4.9. Transverse Microradiography

This experimental study was performed on extracted bovine teeth. The labial dental crown was cut into 5 um × 5 um × 4 um. The parallel dentin surfaces were measured using the Rockwell hardness test [41] (Zwick, Ulm, Germany). Bovine specimens in the range from 350 KHN to 550 KHN were collected for the demineralization test.

The specimens were formed into approximately 8 mm × 5 mm × 4 mm. Each sealed specimen was immersed in distilled water for 24 h to remove unpolymerized monomer. Both the samples and the 24-well plate were sterilized in an ethylene oxide sterilizer (AnproleneAN 74i, Andersen, Haw River, NC, USA) and enclosed at room temperature.

Controlled oral multi-species biofilms were cultured in accordance with a previous study [26]. An amount of 2 mL bacterial suspension solution was added to each well with a fixed bovine sample, which was cultured anaerobically in a brain heart infusion medium with 1% sucrose at 37 °C (90% N2, 5% CO2, 5% H2). The medium refreshed every 12 h. After 3 days of biofilm demineralization treatment for bovine with antibacterial adhesive, samples were taken out and rinsed softly with distilled water three times to remove the biofilms [42]. Six replicates were tested for each group.

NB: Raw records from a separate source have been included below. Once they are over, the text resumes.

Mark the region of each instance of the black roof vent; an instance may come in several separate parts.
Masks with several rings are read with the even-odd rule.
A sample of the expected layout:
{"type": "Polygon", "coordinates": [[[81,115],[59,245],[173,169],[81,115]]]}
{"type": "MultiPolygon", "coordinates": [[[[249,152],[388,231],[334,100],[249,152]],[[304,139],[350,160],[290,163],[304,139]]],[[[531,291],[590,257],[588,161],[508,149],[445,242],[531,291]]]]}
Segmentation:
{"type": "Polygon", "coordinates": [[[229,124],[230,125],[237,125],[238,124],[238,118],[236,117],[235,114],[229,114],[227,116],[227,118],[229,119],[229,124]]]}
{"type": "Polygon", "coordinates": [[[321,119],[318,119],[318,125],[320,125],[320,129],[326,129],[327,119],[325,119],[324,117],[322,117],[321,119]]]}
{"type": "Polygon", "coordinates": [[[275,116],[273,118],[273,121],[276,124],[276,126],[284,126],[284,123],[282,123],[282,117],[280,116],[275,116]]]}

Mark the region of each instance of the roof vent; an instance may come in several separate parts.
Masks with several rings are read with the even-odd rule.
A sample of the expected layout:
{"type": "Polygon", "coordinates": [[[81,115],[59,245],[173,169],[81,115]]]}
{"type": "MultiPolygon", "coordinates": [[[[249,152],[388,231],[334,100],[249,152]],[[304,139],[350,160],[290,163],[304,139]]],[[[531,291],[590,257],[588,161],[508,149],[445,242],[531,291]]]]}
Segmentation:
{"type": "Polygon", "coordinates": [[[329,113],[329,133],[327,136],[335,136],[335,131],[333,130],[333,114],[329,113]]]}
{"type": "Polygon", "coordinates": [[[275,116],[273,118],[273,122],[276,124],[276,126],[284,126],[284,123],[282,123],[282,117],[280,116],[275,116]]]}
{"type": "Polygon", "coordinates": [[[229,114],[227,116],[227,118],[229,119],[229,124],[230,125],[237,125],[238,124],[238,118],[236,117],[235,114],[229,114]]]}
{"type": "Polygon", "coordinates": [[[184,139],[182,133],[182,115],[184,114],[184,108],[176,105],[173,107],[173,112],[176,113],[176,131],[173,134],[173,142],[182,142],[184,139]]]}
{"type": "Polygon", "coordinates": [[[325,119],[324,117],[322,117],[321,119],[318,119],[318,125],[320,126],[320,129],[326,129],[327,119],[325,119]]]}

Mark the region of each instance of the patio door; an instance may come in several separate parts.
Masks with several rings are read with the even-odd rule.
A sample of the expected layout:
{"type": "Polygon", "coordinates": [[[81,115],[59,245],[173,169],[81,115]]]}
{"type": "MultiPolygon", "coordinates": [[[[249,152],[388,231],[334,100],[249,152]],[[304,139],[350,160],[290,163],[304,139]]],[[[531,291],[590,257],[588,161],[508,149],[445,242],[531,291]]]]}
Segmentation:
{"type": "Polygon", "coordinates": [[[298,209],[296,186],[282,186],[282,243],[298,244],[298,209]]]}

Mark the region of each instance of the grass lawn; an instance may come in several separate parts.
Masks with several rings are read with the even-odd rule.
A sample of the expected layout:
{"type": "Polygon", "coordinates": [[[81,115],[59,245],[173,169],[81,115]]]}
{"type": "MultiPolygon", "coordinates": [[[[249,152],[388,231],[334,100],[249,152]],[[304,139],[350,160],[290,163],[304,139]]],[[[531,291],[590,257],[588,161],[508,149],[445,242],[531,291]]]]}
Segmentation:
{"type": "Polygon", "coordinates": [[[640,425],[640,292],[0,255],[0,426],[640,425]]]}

After the oral bacterial biofilm demineralization treatment, all specimens were cut again and polished by hand plane—parallel from both sides with water-cooled silicon carbide disks (800-, 1200-grade papers, ANSI grit; Buehler, Lake Bluff, IL, USA) to a thickness ranging around 150 nm. Micrographs were taken of each section together with an aluminum calibration step wedge with 14 steps. Kodak high-resolution plates (type 1A) were used with a 15-min exposure using a CuKa X-ray source (Philips B.V., Amsterdam, The Netherlands) operating at 25 kV and 10 mA. The film–focus–specimen distance was 40 cm in height. The plates were developed using Kodak brand materials and following the manufacturers’ instructions. The developed film was analyzed using a transmitted light microscope with a ×20 objective (Axioplan; Zeiss, Oberkochen, Germany), equipped with a CCD camera (Canon, Tokyo, Japan) connected to a PC (TOSHIBA, Tokyo, Japan) with frame grabber, data acquisition, and calculation software (TMR 2012, Inspektor Research BV, Amsterdam, The Netherlands). The lesion depth was calculated using a threshold of 90% of the mineral content of sound dentine (i.e., 47.5%). The integrated mineral loss (vol. % mm, DZ) and the lesion depth (mm) were also calculated, using a two-stage analysis procedure.

4.10. Statistical Analysis

The Mann–Whitney U-test was performed to detect the significant effects of the variables at a p value of 0.05. The SPSS21.0 (SPSS Inc., Chicago, IL, USA) software was used for the statistical analysis.